Friday, May 25, 2012

Forts of Arabia

This is the 3rd card sent by Claus and it is from Oman. The 1st picture shows the Bat Tombs at Ibry and the 2nd the Mausoleum of Bibi Maryam at Qalhat.

Carlton Cards
The protohistoric site of Bat lies near a palm grove in the interior of the Sultanate of Oman. The zone encompassing the settlement and necropolises of Bat is the most complete and best-known site of the 3rd millennium BC. In a restricted, coherent space, the necropolis of Bat bears characteristic and unique witness to the evolution of funeral practices during the first Bronze Age in the Oman peninsula. - in:
Together with the neighbouring sites of Al-Khutm and Al-Ayn, it forms one of the Oman Unesco sites, on the World Heritage List since 1988.

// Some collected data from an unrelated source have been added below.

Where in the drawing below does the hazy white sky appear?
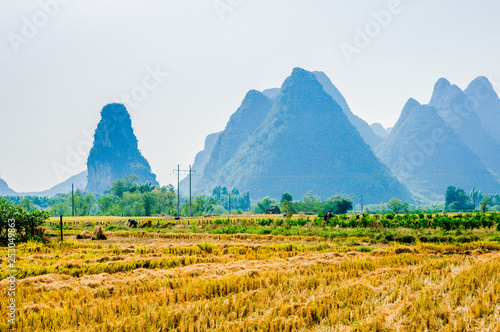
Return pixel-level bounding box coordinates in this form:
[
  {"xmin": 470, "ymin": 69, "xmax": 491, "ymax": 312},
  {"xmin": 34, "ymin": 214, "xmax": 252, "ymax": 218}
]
[{"xmin": 1, "ymin": 0, "xmax": 499, "ymax": 192}]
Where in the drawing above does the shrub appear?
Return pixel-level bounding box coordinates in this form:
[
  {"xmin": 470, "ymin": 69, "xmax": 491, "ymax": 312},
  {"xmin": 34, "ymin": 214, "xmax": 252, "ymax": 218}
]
[
  {"xmin": 358, "ymin": 246, "xmax": 373, "ymax": 252},
  {"xmin": 396, "ymin": 235, "xmax": 416, "ymax": 244},
  {"xmin": 0, "ymin": 197, "xmax": 50, "ymax": 244},
  {"xmin": 287, "ymin": 218, "xmax": 308, "ymax": 227},
  {"xmin": 259, "ymin": 218, "xmax": 273, "ymax": 226}
]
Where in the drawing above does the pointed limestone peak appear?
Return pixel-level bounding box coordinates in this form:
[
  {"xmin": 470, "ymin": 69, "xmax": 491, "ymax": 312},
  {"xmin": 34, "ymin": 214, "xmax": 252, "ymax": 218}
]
[
  {"xmin": 239, "ymin": 90, "xmax": 272, "ymax": 110},
  {"xmin": 434, "ymin": 77, "xmax": 451, "ymax": 91},
  {"xmin": 276, "ymin": 68, "xmax": 345, "ymax": 120},
  {"xmin": 86, "ymin": 103, "xmax": 158, "ymax": 193},
  {"xmin": 465, "ymin": 76, "xmax": 498, "ymax": 99},
  {"xmin": 283, "ymin": 67, "xmax": 320, "ymax": 90},
  {"xmin": 225, "ymin": 90, "xmax": 272, "ymax": 130},
  {"xmin": 399, "ymin": 98, "xmax": 421, "ymax": 123},
  {"xmin": 430, "ymin": 78, "xmax": 452, "ymax": 104}
]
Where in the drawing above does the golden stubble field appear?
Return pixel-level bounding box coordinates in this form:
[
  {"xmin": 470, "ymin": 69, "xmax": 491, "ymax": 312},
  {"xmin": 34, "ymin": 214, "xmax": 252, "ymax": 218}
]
[{"xmin": 2, "ymin": 231, "xmax": 500, "ymax": 331}]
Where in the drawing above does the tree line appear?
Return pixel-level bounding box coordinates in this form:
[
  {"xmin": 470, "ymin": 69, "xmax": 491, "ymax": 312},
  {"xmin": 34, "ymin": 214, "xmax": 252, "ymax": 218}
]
[{"xmin": 4, "ymin": 179, "xmax": 499, "ymax": 218}]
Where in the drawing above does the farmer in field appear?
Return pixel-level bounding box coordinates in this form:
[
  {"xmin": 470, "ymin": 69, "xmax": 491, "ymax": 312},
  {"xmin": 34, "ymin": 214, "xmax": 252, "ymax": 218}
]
[{"xmin": 128, "ymin": 219, "xmax": 138, "ymax": 228}]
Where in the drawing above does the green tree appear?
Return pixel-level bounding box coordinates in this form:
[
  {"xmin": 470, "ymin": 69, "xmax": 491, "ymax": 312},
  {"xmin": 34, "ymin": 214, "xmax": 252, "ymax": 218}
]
[
  {"xmin": 109, "ymin": 175, "xmax": 139, "ymax": 198},
  {"xmin": 254, "ymin": 197, "xmax": 276, "ymax": 214},
  {"xmin": 480, "ymin": 195, "xmax": 491, "ymax": 213},
  {"xmin": 282, "ymin": 200, "xmax": 295, "ymax": 218},
  {"xmin": 207, "ymin": 197, "xmax": 217, "ymax": 214},
  {"xmin": 211, "ymin": 187, "xmax": 250, "ymax": 212},
  {"xmin": 239, "ymin": 191, "xmax": 251, "ymax": 211},
  {"xmin": 21, "ymin": 197, "xmax": 34, "ymax": 212},
  {"xmin": 0, "ymin": 197, "xmax": 50, "ymax": 243},
  {"xmin": 445, "ymin": 186, "xmax": 457, "ymax": 208},
  {"xmin": 212, "ymin": 186, "xmax": 222, "ymax": 202},
  {"xmin": 137, "ymin": 182, "xmax": 157, "ymax": 194},
  {"xmin": 281, "ymin": 192, "xmax": 293, "ymax": 205},
  {"xmin": 142, "ymin": 193, "xmax": 155, "ymax": 216},
  {"xmin": 52, "ymin": 201, "xmax": 70, "ymax": 217},
  {"xmin": 301, "ymin": 191, "xmax": 321, "ymax": 212},
  {"xmin": 97, "ymin": 195, "xmax": 115, "ymax": 215},
  {"xmin": 387, "ymin": 198, "xmax": 409, "ymax": 214},
  {"xmin": 324, "ymin": 196, "xmax": 353, "ymax": 215},
  {"xmin": 445, "ymin": 186, "xmax": 473, "ymax": 211}
]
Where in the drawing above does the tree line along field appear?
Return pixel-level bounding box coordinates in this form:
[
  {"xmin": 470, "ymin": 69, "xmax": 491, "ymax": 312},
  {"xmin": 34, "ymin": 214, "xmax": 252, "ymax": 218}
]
[{"xmin": 2, "ymin": 213, "xmax": 500, "ymax": 331}]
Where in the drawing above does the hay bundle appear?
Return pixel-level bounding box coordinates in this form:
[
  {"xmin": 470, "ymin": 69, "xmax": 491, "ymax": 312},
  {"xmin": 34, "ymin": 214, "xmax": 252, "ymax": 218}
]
[
  {"xmin": 76, "ymin": 230, "xmax": 93, "ymax": 239},
  {"xmin": 91, "ymin": 226, "xmax": 107, "ymax": 240},
  {"xmin": 395, "ymin": 246, "xmax": 417, "ymax": 254}
]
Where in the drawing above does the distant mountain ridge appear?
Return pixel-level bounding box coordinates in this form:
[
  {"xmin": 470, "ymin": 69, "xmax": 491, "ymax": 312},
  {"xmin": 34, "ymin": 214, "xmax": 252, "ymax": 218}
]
[
  {"xmin": 179, "ymin": 132, "xmax": 220, "ymax": 195},
  {"xmin": 0, "ymin": 177, "xmax": 17, "ymax": 196},
  {"xmin": 0, "ymin": 171, "xmax": 87, "ymax": 197},
  {"xmin": 429, "ymin": 78, "xmax": 500, "ymax": 176},
  {"xmin": 376, "ymin": 101, "xmax": 499, "ymax": 200},
  {"xmin": 5, "ymin": 72, "xmax": 500, "ymax": 203},
  {"xmin": 464, "ymin": 76, "xmax": 500, "ymax": 142}
]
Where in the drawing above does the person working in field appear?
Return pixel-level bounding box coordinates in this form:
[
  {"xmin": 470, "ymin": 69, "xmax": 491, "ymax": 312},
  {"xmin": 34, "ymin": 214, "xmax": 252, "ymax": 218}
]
[
  {"xmin": 323, "ymin": 212, "xmax": 333, "ymax": 221},
  {"xmin": 128, "ymin": 219, "xmax": 138, "ymax": 228}
]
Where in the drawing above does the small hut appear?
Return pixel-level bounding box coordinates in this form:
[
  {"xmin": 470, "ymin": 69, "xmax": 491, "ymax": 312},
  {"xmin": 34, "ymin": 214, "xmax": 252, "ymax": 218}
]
[{"xmin": 266, "ymin": 206, "xmax": 281, "ymax": 214}]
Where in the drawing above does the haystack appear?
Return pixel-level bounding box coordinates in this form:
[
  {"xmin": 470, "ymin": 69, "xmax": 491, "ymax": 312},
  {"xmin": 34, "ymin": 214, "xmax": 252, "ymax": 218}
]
[
  {"xmin": 76, "ymin": 230, "xmax": 93, "ymax": 239},
  {"xmin": 91, "ymin": 226, "xmax": 107, "ymax": 240}
]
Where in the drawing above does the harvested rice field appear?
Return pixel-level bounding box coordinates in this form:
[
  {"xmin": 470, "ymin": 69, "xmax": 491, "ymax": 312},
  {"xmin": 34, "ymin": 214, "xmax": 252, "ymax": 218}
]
[{"xmin": 2, "ymin": 227, "xmax": 500, "ymax": 331}]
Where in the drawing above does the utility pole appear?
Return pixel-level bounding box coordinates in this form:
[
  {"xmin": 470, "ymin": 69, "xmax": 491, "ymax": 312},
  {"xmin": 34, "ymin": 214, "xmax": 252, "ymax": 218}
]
[
  {"xmin": 360, "ymin": 194, "xmax": 363, "ymax": 212},
  {"xmin": 472, "ymin": 187, "xmax": 476, "ymax": 211},
  {"xmin": 176, "ymin": 165, "xmax": 180, "ymax": 218},
  {"xmin": 189, "ymin": 165, "xmax": 192, "ymax": 217},
  {"xmin": 173, "ymin": 165, "xmax": 194, "ymax": 219},
  {"xmin": 60, "ymin": 215, "xmax": 63, "ymax": 242},
  {"xmin": 71, "ymin": 183, "xmax": 75, "ymax": 217}
]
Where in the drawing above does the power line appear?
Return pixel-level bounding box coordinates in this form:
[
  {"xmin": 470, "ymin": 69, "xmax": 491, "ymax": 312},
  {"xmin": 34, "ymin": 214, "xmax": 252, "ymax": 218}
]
[
  {"xmin": 72, "ymin": 183, "xmax": 75, "ymax": 217},
  {"xmin": 173, "ymin": 165, "xmax": 195, "ymax": 218}
]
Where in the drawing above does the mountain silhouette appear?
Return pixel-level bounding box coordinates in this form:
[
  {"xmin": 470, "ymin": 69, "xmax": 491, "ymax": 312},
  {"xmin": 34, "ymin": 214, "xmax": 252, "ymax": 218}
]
[
  {"xmin": 195, "ymin": 68, "xmax": 411, "ymax": 203},
  {"xmin": 429, "ymin": 78, "xmax": 500, "ymax": 176},
  {"xmin": 376, "ymin": 101, "xmax": 500, "ymax": 199},
  {"xmin": 86, "ymin": 104, "xmax": 158, "ymax": 193}
]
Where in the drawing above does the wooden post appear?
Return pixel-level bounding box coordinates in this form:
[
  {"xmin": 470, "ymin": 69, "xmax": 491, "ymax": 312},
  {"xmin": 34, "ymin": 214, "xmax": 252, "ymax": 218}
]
[{"xmin": 60, "ymin": 215, "xmax": 63, "ymax": 242}]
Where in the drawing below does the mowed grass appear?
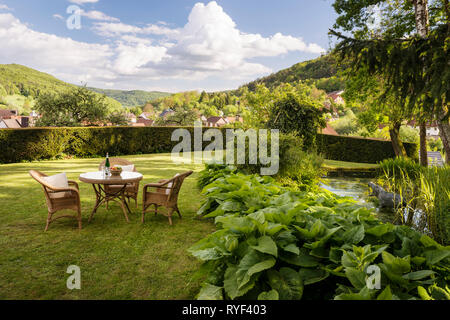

In the 14th and 15th centuries, the most important city in the Arab Gulf was Hormuz. Between 1300 and 1507 Hormuz controlled many of the towns lying on the Arabian coast, including : Qalhat.
Every year many ships sailed from Hormuz and Qalhat to India with cargoes of horses, dates, pearls and salt. They returned from India with cloth, metalwork, spices and rice, which were then used in trade with people in Persia and other parts of Arabia. Some spices were also transported to Europe. Hormuz and Qalhat became very rich through trading. in:
 Reputedly devistated by an earthquake in the late 14th century and sacked by the Portuguese in 1508, the city was eventually superceded as the main port on the Omani seaboard by Muscat. By the end of the 16th century, Qalhat was an abandoned ruinfield. The only major edifice still standing at the site today is the so-called 'Mausoleum of Bibi Maryam.' Apparently dating from the early 14th century, this elegant structure incorporates features of both mausoleum and mosque and may be "one of the most beautiful mosques" described by Ibn Battuta, who visited Qalhat twicw, around the year 1320 and again in 1347. in:
Qalhat was added to the UNESCO World Heritage Tentative List on July 4, 1988.